Japan’s Fukushima nuclear accident is unlikely to result in an increase in cancer among people exposed to radiation.
That’s according to a new UN report which found cancer levels are likely to remain stable in the wake of the 11 March 2011 nuclear power accident.
The triple blowout of reactors led to the release of iodine-131 and caesium-137 into the atmosphere.
The Japanese people get radiation doses from naturally occurring sources of 2.1 millisieverts (mSv) a year on average. The UN estimates people in a 20km radius of the Fukushima Daiichi plant got less than 10 mSv before and during the evacuation and about half that level if they were evacuated early on 12 March.

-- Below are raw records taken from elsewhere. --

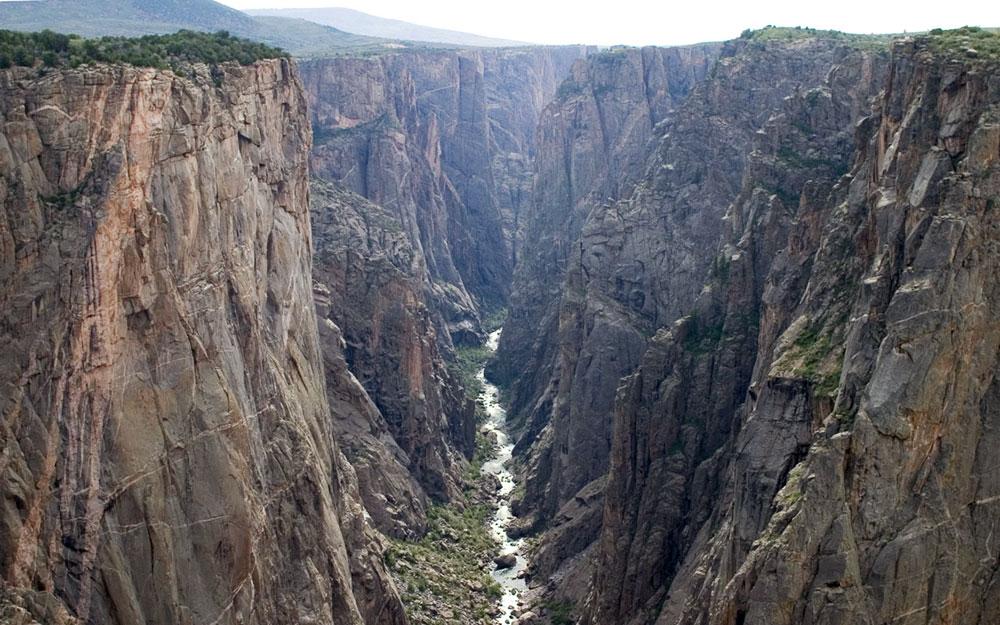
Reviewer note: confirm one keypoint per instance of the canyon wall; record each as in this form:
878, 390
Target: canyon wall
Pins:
168, 455
421, 167
636, 264
856, 482
445, 141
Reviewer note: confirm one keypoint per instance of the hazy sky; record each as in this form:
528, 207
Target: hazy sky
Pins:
640, 22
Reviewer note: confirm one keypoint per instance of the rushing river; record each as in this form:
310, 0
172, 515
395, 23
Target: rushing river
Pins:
496, 422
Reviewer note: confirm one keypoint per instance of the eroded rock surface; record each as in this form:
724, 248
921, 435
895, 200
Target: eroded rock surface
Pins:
167, 453
809, 445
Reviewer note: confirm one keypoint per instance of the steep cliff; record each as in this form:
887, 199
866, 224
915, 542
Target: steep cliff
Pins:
444, 141
592, 141
811, 444
380, 346
639, 263
421, 167
168, 454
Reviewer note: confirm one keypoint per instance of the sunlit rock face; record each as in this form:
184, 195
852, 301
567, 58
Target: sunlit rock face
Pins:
167, 447
810, 443
422, 164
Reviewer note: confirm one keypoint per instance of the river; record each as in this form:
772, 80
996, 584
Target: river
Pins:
496, 423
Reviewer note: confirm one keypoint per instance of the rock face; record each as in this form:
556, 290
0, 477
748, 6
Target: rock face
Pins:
444, 141
422, 164
168, 454
381, 352
639, 263
809, 444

Researchers expect no discernible changes in future cancer rates and hereditary diseases and no increases in the rates of birth defects.
Carl-Magnus Larsson, Chair of the atomic radiation research body UNSCEAR said: “People are rightly concerned about the impact on their health and their children’s health. Based on this assessment however, the Committee does not expect significant changes in future cancer statistics that could be attributed to radiation exposure from the accident.”
The report suggests the evacuation of local residents helped dampen this risk as well as much of the radiation being blown over the Pacific Ocean.
But it also notes that “theoretically” the risk of thyroid cancer among the group of children most exposed to radiation could increase. UNSCEAR said that the situation needs to be followed closely and checked in future. Thyroid cancer is a rare disease among young children and their normal risk is very low.
Previous research suggested 1,300 cancer deaths could be caused by the nuclear accident.